(567g) Thermodynamic Analysis and Kinetic Modeling of Steam Gasification of Biomass

Fluidizable Ni/La₂O₃-γAl₂O₃ catalysts were prepared using incipient wetness technique for steam gasification of biomass producing high-quality and tar free synthesis gases at temperature below 700 ⁰C. Physicochemical characterizations of the prepared catalysts were performed to evaluate its surface structure and to predict its stability at the expected operating conditions of a fluidized bed gasifier unit.

Steam gasification of cellulose (glucose) and lignin (2-methoxy-4-methylphenol) surrogates were performed by contacting them with a fluidizable Ni/La₂O₃-γAl₂O₃ catalyst in a novel mini-fluidized CREC Riser Simulator varying temperature, steam/biomass ratio (S/B), reaction time and catalyst/biomass ratio (Cat/B). The gaseous products were analyzed in a GC/MS with a TCD and a mass spectrometer. Glucose gasification results showed that H₂, CO, CO₂, CH₄ and H₂O are mainly present in the product gas with negligible C2+ species and coke deposited on catalyst surface. On the other hand, gasification of 2-methoxy-4-methylphenol produced a small fraction of higher hydrocarbons as well as cokes.
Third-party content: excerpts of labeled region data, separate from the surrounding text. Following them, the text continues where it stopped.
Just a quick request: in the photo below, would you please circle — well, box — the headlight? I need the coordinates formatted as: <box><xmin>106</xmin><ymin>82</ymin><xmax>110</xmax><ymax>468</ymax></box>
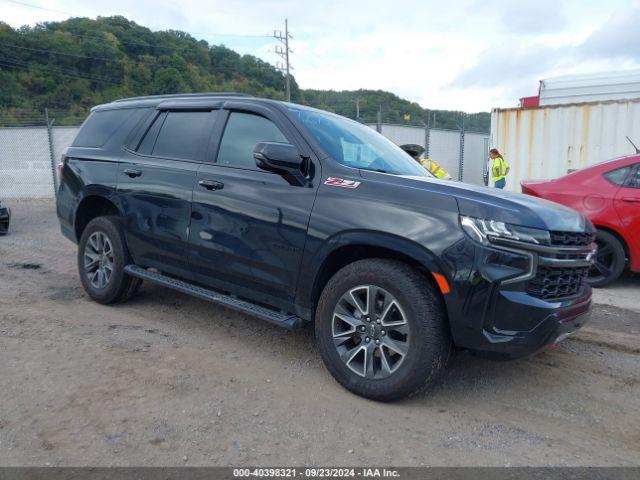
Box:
<box><xmin>460</xmin><ymin>215</ymin><xmax>550</xmax><ymax>245</ymax></box>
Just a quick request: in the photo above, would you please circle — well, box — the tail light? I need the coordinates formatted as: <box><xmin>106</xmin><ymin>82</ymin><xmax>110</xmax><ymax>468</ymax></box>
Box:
<box><xmin>58</xmin><ymin>153</ymin><xmax>67</xmax><ymax>183</ymax></box>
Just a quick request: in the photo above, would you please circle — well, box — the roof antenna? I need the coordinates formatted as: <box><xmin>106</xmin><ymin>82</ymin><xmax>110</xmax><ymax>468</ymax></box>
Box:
<box><xmin>627</xmin><ymin>136</ymin><xmax>640</xmax><ymax>153</ymax></box>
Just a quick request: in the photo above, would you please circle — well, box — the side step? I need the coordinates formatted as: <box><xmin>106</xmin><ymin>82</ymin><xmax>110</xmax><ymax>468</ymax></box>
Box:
<box><xmin>124</xmin><ymin>265</ymin><xmax>304</xmax><ymax>330</ymax></box>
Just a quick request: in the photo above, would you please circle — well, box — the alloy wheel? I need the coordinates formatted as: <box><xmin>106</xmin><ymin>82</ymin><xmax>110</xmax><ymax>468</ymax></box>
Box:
<box><xmin>84</xmin><ymin>231</ymin><xmax>113</xmax><ymax>289</ymax></box>
<box><xmin>331</xmin><ymin>285</ymin><xmax>409</xmax><ymax>379</ymax></box>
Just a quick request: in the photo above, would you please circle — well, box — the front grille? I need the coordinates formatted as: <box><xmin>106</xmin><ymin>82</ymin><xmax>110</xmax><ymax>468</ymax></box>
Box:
<box><xmin>549</xmin><ymin>232</ymin><xmax>596</xmax><ymax>247</ymax></box>
<box><xmin>527</xmin><ymin>266</ymin><xmax>589</xmax><ymax>300</ymax></box>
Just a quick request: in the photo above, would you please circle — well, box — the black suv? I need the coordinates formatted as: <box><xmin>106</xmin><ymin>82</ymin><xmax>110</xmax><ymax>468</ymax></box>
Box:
<box><xmin>57</xmin><ymin>94</ymin><xmax>595</xmax><ymax>400</ymax></box>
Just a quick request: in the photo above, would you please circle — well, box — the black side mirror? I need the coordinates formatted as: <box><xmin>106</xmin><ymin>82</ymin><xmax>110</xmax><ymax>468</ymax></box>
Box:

The steam gasification of biomass involves a complex network of heterogeneous reactions. A thermodynamic model of biomass steam gasification was developed considering the significant gaseous products and cokes to determine the equilibrium composition of the product gas. Water gas shift, steam and dry reforming of methane, heterogeneous water-gas-shift, Boudouard equilibrium and hydrogenating gasification reactions were considered as the dominant reactions involved in steam gasification of biomass. It was found that at a constant S/B increase in C/H resulted in decreased coke formation. Dry gas yield, C-conversion and product composition were calculated using the model developed and compared with the experimental results. The trends of gasification products with the variation of temperature, pressure and S/B are consistent with the thermodynamics predictions. However, the difference between experimental results and thermodynamic predictions indicates that the process is actually kinetically controlled. A Langmuir-Hinshelwood based kinetic model was developed for steam gasification of biomass considering all significant products and reactions involved. Kinetic parameters for glucose gasification were estimated using the experimental results and the model is validated using experimental data at different operating conditions.